Feist: Yeah, I think I started to feel the almost like a flipbook, like, you know, you flip your thumb through [and] there's movement, there's shift and change, but they're just the minutia difference from one photo to the next. You know, I started to feel that in my own sort of life timeline, I started to feel that from my littlest girl tendencies that slowly grew the person and the personality and the ego and the decisions and you know, but I started to equally echo to my 96-year-old aspirational elder self who has got sparkly eyes and she gives zero — I can't swear, can I? Right, you know what I mean!

Jade: Yeah!

Feist: Yeah, she's got long grey braids, and she's kind, and she gets it, you know? And she would giggle at the 12-year-old's tendency to be dramatic as much as to me in this current moment, my investment in my drama, she somehow is past it. And I started to feel like OK, time is this accordion and it's just, I had felt it compress. I had felt that it was eternal. And now it's opening up and I'm seeing the ba-ba-ba-ba-ba, the flipbook-ness of it. And that before I know it, I will wake up 96 — I mean, God willing, lifeforce willing — and I need to start to build now who she will wake up as. And I can't just presume that there is a certain happy path, you know? I started to feel my personal responsibility in these decisions I'm making, this daily way of being, you know? Let alone the profound, roots down and shoots up, sort of the horizontal, vertical multitudes, not just in the timeline laterally, but like, the quality of each moment is kind of like a multiplicity, because I can stay up here on the surface, just sort of taking little gulps of air and never going deep. You know what I mean? It's sort of when they say, "feet on the ground head in the clouds," you know, just somehow understanding the quality of these moments. There's a billion ways that I can be in this moment.

feist multitudes album cover
Multitudes is the upcoming sixth studio album by Canadian singer-songwriter Feist. It will be released on April 14, 2023.
Polydor Records

Jade: "In Lightning," it's kind of a positive song in the way where you're like, accepting the "yes, and..." sort of idea. And I think that's a nice way to wrap up this conversation, to listen to "In Lightning." Is there anything you can share about that song in particular, before we take a listen to it?

Feist: Well, I think that's a good choice in that it speaks to this intention, because the choosing of the negative lens, I started to get this visual of these intermittent blasts of light, and actually storms are so exciting, you know? But it's a choice whether I invest in what's revealed in that little blast of illumination, or if I'm just going to be like, "Ooh, storm, storm, storm, storm," you know? Just investing in the, ooh, the deluge, the drama, the brooding clouds. There is a choice to just glean what I can in these little blasts of clarity.
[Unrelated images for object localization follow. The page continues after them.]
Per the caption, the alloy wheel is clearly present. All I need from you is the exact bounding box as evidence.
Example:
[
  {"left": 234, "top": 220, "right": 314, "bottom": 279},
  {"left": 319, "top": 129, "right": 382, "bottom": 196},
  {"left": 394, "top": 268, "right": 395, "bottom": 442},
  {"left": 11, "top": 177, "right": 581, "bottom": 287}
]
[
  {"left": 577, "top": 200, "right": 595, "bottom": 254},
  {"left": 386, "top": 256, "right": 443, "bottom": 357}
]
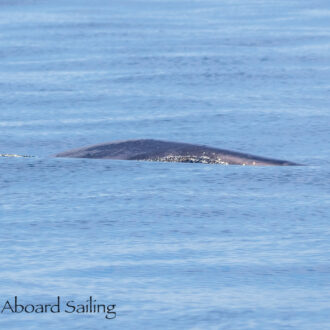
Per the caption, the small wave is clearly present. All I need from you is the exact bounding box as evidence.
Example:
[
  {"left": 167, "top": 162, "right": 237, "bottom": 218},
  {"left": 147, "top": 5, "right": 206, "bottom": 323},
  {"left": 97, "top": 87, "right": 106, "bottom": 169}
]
[{"left": 0, "top": 112, "right": 190, "bottom": 128}]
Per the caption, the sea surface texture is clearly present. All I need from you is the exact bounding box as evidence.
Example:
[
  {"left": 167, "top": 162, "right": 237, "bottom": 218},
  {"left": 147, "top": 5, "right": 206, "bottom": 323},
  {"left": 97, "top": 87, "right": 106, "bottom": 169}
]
[{"left": 0, "top": 0, "right": 329, "bottom": 329}]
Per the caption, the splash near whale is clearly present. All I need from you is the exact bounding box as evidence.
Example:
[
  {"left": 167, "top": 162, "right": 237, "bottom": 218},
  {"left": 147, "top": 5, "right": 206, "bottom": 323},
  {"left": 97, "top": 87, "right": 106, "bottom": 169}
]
[
  {"left": 54, "top": 139, "right": 300, "bottom": 166},
  {"left": 0, "top": 154, "right": 33, "bottom": 158}
]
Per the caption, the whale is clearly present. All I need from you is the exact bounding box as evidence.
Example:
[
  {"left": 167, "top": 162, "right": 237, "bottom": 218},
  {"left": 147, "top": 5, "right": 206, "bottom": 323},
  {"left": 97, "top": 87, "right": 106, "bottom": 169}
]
[{"left": 54, "top": 139, "right": 300, "bottom": 166}]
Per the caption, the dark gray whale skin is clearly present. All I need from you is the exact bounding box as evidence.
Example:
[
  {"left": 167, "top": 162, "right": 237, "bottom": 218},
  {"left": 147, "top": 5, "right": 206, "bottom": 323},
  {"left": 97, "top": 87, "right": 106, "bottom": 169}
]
[{"left": 54, "top": 139, "right": 300, "bottom": 166}]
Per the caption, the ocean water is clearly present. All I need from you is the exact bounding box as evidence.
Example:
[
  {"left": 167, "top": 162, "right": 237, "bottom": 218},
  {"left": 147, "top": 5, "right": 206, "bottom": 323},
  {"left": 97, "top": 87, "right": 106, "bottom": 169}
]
[{"left": 0, "top": 0, "right": 329, "bottom": 329}]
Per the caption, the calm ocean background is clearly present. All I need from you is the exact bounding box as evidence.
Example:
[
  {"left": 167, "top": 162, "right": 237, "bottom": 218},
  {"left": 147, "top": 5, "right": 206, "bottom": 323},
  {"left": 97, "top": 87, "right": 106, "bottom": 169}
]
[{"left": 0, "top": 0, "right": 329, "bottom": 329}]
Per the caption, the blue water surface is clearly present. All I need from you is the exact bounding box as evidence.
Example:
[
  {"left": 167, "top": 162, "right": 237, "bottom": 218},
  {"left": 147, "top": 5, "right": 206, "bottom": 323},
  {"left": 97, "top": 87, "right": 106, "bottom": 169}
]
[{"left": 0, "top": 0, "right": 329, "bottom": 329}]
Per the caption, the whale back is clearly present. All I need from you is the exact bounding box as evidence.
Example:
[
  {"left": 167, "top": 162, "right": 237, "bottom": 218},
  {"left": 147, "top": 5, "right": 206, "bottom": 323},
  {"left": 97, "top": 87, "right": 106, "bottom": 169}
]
[{"left": 54, "top": 139, "right": 300, "bottom": 166}]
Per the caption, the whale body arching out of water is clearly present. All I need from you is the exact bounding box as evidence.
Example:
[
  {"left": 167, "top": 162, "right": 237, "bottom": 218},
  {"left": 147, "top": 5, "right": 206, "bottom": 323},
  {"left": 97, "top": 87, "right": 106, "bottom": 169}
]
[{"left": 54, "top": 139, "right": 300, "bottom": 166}]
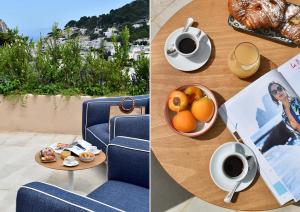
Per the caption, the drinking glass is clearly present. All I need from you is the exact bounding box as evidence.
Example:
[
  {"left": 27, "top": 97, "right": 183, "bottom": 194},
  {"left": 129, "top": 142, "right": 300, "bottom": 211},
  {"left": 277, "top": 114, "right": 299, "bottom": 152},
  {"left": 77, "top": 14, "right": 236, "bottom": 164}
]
[{"left": 228, "top": 42, "right": 260, "bottom": 78}]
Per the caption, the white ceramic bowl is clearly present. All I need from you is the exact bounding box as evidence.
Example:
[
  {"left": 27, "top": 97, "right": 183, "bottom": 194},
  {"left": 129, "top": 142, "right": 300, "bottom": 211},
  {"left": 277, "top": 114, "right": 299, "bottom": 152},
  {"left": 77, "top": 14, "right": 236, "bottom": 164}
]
[
  {"left": 80, "top": 156, "right": 95, "bottom": 162},
  {"left": 164, "top": 84, "right": 218, "bottom": 137}
]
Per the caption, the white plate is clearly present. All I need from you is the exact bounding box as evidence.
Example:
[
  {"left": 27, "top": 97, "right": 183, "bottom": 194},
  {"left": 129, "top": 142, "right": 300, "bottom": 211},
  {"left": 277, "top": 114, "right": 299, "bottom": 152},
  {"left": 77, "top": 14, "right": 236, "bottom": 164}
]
[
  {"left": 209, "top": 142, "right": 258, "bottom": 192},
  {"left": 164, "top": 27, "right": 212, "bottom": 72},
  {"left": 63, "top": 160, "right": 79, "bottom": 167}
]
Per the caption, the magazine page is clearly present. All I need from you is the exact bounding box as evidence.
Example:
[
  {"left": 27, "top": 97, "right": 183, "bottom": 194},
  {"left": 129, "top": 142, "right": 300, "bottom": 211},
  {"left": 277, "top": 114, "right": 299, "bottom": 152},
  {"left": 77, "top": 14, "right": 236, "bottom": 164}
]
[
  {"left": 65, "top": 139, "right": 92, "bottom": 156},
  {"left": 278, "top": 53, "right": 300, "bottom": 97},
  {"left": 50, "top": 139, "right": 92, "bottom": 155},
  {"left": 219, "top": 70, "right": 297, "bottom": 204}
]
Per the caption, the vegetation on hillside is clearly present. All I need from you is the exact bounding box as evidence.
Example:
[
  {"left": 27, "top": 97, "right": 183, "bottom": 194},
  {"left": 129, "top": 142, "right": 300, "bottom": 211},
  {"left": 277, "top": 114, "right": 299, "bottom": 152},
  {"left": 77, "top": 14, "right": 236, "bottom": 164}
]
[
  {"left": 65, "top": 0, "right": 149, "bottom": 41},
  {"left": 0, "top": 26, "right": 149, "bottom": 96}
]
Jade: Well, I think that's a beautiful way to wrap things up. Feist's new album, Multitudes again, it's out April 14. She's going to be in Minnesota at First Avenue on May 3, with this new style of performance, which I think is going to be very connective as well, the in-the-round style. So again, First Avenue, May 3, the album, Multitudes, out April 14. Feist, thank you so much for making some time.

Feist: Thank you. It was lovely to talk to you.

Jade: Yeah, have a great rest of your day.

Feist: Yeah, you too.

Jade: Thank you. All right. Let's take a listen. It's "In Lightning" on The Current.